Ainsi, la durée du contrôle lors de l'examen contradictoire de la situation fiscale personnelle est limitée à un an, ce délai étant porté à deux années en cas de découverte d'activité occulte.
De même, l'article L. 49 du livre des procédures fiscales dispose qu'à la suite d'un examen contradictoire de la situation fiscale personnelle, l'administration doit en porter les résultats à la connaissance du contribuable, même en l'absence de redressement.
En outre, aux termes de l'article L. 50 du livre des procédures fiscales, lorsqu'elle a procédé à un examen contradictoire de la situation fiscale personnelle, l'administration fiscale ne peut plus procéder à des redressements pour la même période et pour le même impôt, à moins que le contribuable n'ait fourni à l'administration des éléments incomplets ou inexacts.
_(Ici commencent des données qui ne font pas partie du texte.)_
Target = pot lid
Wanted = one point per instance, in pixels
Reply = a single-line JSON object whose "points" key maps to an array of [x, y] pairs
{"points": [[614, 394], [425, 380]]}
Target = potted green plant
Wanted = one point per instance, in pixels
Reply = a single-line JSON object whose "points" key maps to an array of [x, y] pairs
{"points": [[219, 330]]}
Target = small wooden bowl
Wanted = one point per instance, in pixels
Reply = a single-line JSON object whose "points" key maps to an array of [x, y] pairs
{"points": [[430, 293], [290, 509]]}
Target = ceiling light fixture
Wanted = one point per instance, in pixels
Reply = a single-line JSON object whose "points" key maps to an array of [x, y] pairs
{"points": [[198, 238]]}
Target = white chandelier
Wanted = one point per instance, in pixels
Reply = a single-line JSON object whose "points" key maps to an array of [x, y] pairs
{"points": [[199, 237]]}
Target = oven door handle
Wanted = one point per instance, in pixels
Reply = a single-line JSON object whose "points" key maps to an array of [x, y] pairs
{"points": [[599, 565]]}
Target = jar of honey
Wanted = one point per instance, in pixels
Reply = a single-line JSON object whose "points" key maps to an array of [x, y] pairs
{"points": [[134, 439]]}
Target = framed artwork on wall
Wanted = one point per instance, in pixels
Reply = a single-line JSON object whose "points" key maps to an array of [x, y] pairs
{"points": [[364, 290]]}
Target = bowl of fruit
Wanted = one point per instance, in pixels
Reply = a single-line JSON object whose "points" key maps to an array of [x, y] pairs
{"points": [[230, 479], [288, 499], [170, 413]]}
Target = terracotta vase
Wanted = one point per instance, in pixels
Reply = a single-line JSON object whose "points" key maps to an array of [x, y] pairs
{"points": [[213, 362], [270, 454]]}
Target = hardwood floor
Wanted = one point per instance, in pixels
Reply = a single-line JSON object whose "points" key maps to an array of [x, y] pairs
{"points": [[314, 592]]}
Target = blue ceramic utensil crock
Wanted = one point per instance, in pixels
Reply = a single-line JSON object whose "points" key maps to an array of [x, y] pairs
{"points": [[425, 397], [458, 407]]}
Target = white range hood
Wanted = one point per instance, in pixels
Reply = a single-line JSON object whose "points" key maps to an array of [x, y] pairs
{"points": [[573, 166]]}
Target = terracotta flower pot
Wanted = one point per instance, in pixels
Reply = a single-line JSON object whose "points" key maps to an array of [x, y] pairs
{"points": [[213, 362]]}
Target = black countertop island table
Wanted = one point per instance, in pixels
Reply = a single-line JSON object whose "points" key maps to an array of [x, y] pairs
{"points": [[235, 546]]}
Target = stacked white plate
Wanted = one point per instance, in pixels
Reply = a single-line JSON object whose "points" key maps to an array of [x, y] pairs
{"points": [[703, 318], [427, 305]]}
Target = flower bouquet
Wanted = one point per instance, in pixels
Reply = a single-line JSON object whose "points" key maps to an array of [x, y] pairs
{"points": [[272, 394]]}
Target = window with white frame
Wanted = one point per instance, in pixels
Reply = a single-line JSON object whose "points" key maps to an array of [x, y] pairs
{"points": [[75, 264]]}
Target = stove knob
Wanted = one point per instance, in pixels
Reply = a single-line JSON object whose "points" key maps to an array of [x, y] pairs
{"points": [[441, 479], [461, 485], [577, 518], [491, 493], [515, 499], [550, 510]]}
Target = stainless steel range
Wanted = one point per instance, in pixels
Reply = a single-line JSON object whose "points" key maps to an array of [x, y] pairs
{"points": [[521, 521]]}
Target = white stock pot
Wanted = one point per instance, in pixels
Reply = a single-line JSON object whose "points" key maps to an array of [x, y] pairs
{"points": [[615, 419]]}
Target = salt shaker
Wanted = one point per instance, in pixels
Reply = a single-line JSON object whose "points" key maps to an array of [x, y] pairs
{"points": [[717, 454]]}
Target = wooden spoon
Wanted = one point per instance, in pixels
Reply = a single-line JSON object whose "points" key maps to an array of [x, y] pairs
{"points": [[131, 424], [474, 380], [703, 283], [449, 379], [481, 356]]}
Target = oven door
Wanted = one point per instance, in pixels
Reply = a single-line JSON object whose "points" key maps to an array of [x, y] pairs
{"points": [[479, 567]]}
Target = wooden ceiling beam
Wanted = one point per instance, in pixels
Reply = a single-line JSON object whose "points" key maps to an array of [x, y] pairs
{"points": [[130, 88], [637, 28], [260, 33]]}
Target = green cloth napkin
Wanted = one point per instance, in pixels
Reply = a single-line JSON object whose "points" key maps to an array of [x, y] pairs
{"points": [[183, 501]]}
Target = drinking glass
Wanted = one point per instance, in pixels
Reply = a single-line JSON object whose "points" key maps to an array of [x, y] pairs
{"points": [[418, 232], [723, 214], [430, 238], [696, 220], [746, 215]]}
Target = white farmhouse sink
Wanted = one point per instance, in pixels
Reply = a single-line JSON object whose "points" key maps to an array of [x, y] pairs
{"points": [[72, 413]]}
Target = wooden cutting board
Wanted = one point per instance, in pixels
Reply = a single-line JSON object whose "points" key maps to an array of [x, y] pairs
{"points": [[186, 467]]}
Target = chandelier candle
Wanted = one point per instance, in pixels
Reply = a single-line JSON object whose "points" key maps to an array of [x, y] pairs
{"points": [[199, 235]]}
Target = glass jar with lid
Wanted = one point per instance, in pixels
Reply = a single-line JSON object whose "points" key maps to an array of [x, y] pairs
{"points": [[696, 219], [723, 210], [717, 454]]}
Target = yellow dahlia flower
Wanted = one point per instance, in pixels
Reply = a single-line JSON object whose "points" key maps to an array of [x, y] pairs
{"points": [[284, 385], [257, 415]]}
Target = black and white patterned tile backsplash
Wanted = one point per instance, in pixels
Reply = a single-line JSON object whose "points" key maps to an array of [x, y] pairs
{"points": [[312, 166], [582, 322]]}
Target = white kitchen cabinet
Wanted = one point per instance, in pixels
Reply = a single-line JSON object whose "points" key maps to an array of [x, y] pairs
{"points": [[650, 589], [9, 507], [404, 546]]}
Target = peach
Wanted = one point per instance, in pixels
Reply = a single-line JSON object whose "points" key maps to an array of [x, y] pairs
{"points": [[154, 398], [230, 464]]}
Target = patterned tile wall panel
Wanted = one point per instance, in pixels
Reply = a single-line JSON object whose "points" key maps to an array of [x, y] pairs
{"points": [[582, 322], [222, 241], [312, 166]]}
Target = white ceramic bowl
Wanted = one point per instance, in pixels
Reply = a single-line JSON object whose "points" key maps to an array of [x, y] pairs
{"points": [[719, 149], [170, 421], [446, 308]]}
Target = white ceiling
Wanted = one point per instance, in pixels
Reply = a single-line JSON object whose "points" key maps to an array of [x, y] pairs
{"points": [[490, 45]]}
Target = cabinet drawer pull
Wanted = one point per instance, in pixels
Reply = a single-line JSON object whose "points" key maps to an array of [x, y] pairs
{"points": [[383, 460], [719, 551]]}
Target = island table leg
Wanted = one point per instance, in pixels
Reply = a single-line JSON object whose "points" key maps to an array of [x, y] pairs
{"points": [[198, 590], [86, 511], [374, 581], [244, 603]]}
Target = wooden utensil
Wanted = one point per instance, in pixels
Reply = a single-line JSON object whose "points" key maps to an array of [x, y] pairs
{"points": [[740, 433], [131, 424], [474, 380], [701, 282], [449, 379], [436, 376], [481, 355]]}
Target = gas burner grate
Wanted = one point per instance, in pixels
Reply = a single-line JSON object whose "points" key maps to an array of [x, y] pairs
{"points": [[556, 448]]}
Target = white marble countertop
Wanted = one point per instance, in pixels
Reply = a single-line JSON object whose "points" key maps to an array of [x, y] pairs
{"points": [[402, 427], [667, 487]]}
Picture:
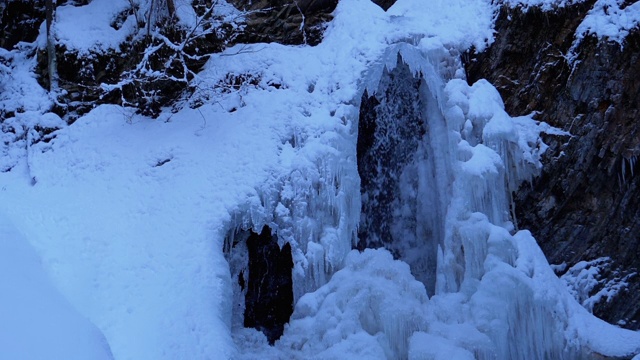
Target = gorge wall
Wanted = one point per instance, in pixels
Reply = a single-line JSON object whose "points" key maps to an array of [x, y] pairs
{"points": [[585, 204]]}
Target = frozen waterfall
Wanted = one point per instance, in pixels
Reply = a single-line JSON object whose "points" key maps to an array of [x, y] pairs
{"points": [[441, 271]]}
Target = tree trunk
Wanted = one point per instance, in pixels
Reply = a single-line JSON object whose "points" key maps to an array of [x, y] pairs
{"points": [[171, 7], [51, 48]]}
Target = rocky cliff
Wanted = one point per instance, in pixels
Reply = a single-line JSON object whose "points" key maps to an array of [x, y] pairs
{"points": [[585, 204]]}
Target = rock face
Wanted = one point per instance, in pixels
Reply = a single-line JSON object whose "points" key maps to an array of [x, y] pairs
{"points": [[19, 21], [286, 22], [269, 287], [586, 203]]}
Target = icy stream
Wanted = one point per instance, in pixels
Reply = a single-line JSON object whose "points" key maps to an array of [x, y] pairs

La vérification de comptabilité, elle, est soumise à des règles précises concernant l'exigence d'un débat oral et contradictoire et le lieu où elle doit s'opérer. En effet, il résulte de l'article L. 13 et L. 52 du livre des procédures fiscales que la vérification de comptabilité est un contrôle sur place. Elle doit donc avoir lieu au siège de l'entreprise ou à son principal établissement, selon le cas.
En outre, pour les entreprises de moindre importance, la vérification de comptabilité ne peut s'étendre sur une durée supérieure à trois mois.
B. DES INTERFERENCES NOMBREUSES ENTRE LES DEUX PROCÉDURE MAIS QUI NE NUISAIENT PAS À L'ACTIVITÉ DE CONTROLE DE L ADMINISTRATION
1. Des procédures concomitantes et imbriquées
Très souvent, l'examen contradictoire de la situation personnelle fiscale résulte d'une vérification de comptabilité ou, à tout le moins, est engagé simultanément à cette dernière procédure.
Tel est le cas de vérifications dites « étendues ». La vérification est dite étendue lorsque l'examen de la comptabilité de l'entreprise s'est déroulé parallèlement à un examen contradictoire de la situation personnelle fiscale de l'exploitant individuel ou des principaux exploitants. Il s'agit alors, pour le vérificateur, de confronter les résultats déclarés ou la valeur des résultats reconstitués et fixés au montant apparent des ressources que laissent supposer le train de vie et les autres dépenses ou acquisitions de l'exploitant individuel ou des principaux exploitants.
À priori, l'examen contradictoire de la situation personnelle se distingue aisément de la vérification de comptabilité en ce que, par définition, il ne comporte pas l'examen d'une comptabilité, les particuliers n'étant pas astreints à la tenue de comptes en vue de l'assiette de l'impôt sur le revenu.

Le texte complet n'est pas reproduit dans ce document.